Article of the week

Myeloma Australia’s Medical and Scientific Advisory Group (MSAG) presents the article of the week.

On behalf of Myeloma Australia’s Medical and Scientific Advisory Group (MSAG) please find below our article of the week. 3-year follow up of the phase III CASTOR study with independent expert commentary provided by MSAG chair Professor H. Miles Prince AM (Research Review, Study Review).

Daratumumab, bortezomib, and dexamethasone versus bortezomib and dexamethasone in patients with previously treated multiple myeloma: three-year follow up of CASTOR

Mateos et al. Clin Lymphoma Myeloma Leuk 2020; 20(8):509-518

Mateos, Sonneveld, Hungria, Nooka, Estell, Barreto, Corradini, Min, Medvedova, Weisel, Chiu, Schecter, Amin, Qin, Ukropec, Kobos & Spencer.
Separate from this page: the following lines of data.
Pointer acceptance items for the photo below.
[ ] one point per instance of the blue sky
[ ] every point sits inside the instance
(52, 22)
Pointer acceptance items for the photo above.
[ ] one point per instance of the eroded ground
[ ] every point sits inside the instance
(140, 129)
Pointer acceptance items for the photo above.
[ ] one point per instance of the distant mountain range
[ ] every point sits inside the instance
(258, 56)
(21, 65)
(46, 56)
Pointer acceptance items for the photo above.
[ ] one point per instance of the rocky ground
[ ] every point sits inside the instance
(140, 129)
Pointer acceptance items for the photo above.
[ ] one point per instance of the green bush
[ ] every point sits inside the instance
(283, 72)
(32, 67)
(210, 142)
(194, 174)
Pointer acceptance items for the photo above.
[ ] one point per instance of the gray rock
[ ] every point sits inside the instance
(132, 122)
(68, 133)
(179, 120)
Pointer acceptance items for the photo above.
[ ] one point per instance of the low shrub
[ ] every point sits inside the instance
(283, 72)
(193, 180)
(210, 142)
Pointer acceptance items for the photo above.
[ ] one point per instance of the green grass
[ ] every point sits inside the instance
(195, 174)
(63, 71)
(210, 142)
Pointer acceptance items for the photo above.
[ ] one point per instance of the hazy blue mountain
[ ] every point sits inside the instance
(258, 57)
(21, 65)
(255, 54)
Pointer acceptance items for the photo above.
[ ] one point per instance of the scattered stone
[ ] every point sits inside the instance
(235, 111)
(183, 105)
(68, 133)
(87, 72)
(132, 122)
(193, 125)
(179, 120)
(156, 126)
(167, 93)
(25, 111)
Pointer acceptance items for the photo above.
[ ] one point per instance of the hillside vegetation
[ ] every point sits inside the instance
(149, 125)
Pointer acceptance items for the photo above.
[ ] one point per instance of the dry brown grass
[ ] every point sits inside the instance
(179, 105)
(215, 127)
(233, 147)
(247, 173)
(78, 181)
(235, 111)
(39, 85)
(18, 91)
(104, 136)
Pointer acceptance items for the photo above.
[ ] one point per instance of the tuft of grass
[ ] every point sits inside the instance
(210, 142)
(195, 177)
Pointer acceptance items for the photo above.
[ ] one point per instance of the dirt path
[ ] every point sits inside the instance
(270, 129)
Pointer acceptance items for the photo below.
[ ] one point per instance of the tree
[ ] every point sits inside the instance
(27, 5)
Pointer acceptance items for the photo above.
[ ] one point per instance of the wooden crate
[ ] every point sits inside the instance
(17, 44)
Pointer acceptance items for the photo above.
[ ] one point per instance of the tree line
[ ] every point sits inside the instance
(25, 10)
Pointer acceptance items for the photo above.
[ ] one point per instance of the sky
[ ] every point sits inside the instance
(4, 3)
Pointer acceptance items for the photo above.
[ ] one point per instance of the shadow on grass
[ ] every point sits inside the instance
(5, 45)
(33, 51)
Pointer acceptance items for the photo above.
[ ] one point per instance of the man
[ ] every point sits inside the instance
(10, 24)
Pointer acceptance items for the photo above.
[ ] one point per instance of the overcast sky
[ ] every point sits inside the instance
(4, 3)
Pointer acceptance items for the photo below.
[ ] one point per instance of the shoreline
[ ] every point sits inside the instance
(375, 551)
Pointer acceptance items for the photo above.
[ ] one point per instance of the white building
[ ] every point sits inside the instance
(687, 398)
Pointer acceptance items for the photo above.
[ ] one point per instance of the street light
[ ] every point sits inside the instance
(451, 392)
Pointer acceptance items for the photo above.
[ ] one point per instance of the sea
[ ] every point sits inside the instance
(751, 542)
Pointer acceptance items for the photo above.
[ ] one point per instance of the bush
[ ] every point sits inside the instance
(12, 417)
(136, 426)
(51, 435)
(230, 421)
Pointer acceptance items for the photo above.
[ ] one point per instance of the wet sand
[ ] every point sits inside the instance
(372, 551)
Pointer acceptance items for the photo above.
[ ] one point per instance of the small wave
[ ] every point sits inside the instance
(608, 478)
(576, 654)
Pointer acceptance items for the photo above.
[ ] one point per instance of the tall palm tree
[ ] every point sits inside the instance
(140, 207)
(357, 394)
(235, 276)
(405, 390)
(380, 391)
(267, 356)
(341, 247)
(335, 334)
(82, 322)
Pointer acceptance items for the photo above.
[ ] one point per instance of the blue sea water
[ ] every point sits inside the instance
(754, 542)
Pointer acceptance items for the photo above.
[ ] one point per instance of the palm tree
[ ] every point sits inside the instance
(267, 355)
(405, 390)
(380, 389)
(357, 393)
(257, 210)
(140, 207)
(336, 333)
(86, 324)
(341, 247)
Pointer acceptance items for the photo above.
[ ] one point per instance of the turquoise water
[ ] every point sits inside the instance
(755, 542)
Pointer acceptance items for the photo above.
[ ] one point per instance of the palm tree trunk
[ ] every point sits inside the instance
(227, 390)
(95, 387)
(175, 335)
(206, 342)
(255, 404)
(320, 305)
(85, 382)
ABSTRACT Daratumumab is a human, CD38-targeted, immunoglobulin (Ig) Gk monoclonal antibody with a direct on-tumour and immunomodulatory mechanism of action. 4-6 In phase 3 trials, daratumumab-based regimens reduced either disease progression/death by ≥40%, doubled CR rates, and/or tripled minimal residual disease (MRD) negativity in patients with newly diagnosed multiple myeloma and relapsed or refractory multiple myeloma (RRMM). 1,2, 7-13 In the phase 3 CASTOR study in patients with RRMM, a regimen of daratumumab, bortezomib, and dexamethasone significantly prolonged progression-free survival (PFS) and induced higher rates of deeper responses than bortezomib and dexamethasone alone. 1, 2 In the 2-year, follow-up analysis of the CASTOR study (median follow-up of 19.4 months), median PFS was 16.7 months with daratumumab, bortezomib, and dexamethasone versus 7.1 months with bortezomib and dexamethasone alone (hazard ratio [HR] 0.31; 95% confidence interval [CI] 0.24, 0.39; p<0.0001).

EXPERT’S CONCLUDING COMMENTS This original CASTOR study publication provided practice-changing evidence of the value of adding daratumumab to bortezomib and dexamethasone. This update provides the clinician with data that solidifies some key practice points. Clearly, compared to bortezomib and dexamethasone alone, the triple-regimen has:

  • better clinical outcomes as measured by ORR, CR or better and PFS;
  • optimal benefit if utilised following failure of first-line therapy;
  • the ability to achieve deeper responses as measured by MRD analysis translating into prolonged PFS even in the patients who achieve a CR or better;
  • a toxicity profile that is very acceptable

The daratumumab, bortezomib, and dexamethasone combination is a very welcome addition to our therapeutic armamentarium and provides a meaningful improvement in outcomes particularly when used early in the patient’s disease course.